Leptin is a peptide hormone that provides signals to the brain about the amount of fat stores and is secreted mainly by the adipose tissue. Leptin is found in the blood of normal mice but not of genetically obese ob/ob mice. If recombinant leptin is injected into the third or the lateral ventricle of the ob/ob mouse, it reduces food intake and weight gain, acting on neural networks of the brain involved in the control of food intake and energy expenditure. In addition, leptin increases the level of activity in the recipient mice, normalizes body temperature and restores reproductive function. Leptin mRNA is expressed exclusively in fat cells. The concentration of leptin in the circulation is proportional to fat stores and BMI in normal subjects, and its secretion is pulsatile and inversely related to hydrocortisone levels. The generation of leptin is enhanced by glucocorticoids, estrogens and insulin and is reduced by adrenergic agonists. From fat storage sites leptin reaches the brain and enters by saturable transport to hypothalamus.

In contrast to leptin, leptin receptor is found in several forms. The leptin receptor, OB-R, is the product of the db gene and it belongs to the class I cytokine receptor family. At least six OB-R splice variants have been identified. The most abundant one has the longest cytoplasmic tail, and it interacts with the Jak/Stat (Janus Kinase – Signal Transducer and Activator of Transcription) signaling pathway. The long form leptin receptor belongs to the cytokine receptor superfamily. This pathway is essential for the regulation of energy homeostasis by leptin but not for the leptin-dependent control of reproductive function and glucose homeostasis. Activation of PI3-K/Akt pathway as well as the downstream mTOR pathway is also involved in the control of appetite and weight loss by leptin.

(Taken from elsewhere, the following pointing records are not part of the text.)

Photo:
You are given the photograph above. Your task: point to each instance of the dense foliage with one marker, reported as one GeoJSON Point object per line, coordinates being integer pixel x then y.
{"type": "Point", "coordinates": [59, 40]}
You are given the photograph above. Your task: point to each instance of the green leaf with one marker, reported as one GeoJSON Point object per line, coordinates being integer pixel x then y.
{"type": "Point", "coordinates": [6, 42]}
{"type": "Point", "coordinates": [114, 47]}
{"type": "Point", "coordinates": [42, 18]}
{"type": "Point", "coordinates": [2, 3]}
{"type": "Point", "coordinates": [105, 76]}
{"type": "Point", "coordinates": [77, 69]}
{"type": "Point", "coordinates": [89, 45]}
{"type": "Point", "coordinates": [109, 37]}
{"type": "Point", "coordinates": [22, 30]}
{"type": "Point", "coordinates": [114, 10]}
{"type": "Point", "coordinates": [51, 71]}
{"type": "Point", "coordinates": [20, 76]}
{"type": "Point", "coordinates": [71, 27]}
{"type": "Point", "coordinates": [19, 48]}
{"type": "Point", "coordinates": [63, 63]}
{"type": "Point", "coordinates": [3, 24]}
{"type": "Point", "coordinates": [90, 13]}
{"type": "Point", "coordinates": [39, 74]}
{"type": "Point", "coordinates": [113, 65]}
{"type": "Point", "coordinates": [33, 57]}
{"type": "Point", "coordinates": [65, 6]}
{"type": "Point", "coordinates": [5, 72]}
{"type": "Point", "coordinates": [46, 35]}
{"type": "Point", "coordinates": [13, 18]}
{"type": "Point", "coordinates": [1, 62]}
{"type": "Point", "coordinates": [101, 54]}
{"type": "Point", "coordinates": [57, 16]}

Mutations in leptin and in leptin receptor have been described at least in some obese patients. Since large populations of obese individuals have normal leptin and OB-R genes, likely obesity has multiple causes, including environmental factors and association of alleles of various genes
implicated in the regulation of energy metabolism.
Among other targets, in the brain, leptin acts on neurons within arcuate nucleus of hypothalamus and signals them to reduce neuropeptide Y (NPY) production. Food deprivation enhances production of NPY by the hypothalamus. NPY stimulates food intake and decreases sympathetic outflow, and through these ways lowers energy expenditure. It also promotes storage and synthesis of fat by an action on lipoprotein lipase in adipose tissue. Although NPY is an important component of the response, its absence can be compensated by other mechanisms. The appetite-inducing hormone ‘ghrelin’ is derived from its prohormone proghrelin by posttranslational processing. The presence of another peptide hormone called ‘obestatin’ was initially predicted on basis of the bioinformatics data
and later isolated from rat stomach. Ghrelin is a ligand for growth hormone secretagogue receptor and it is synthesized in stomach. Interestingly, both ghrelin and obestatin are biosynthesized from the same precursor protein but possess opposing biological properties. For instance injections of ghrelin stimulate feeding in mice, whereas injections of obestatin inhibit it. Similarly, ghrelin increases gastric emptying but obestatin slows it down. Ghrelin regulates the pituitary hormone axis, metabolism of carbohydrates and different functions of the kidney, heart, adipose tissue, pancreas,
and gonads as well. Chronic ghrelin administration increases food intake in addition to decrease in energy expenditure. These effects lead to weight gain and possible development of obesity. In contrast obestatin seems to work as anorexic hormone and thus prevent weight gain. Ghrelin and obestatin differ in their effects on growth hormone, obestatin does not seem to have any effect on growth hormone axis. This fact undermines the importance of their posttranslational modification.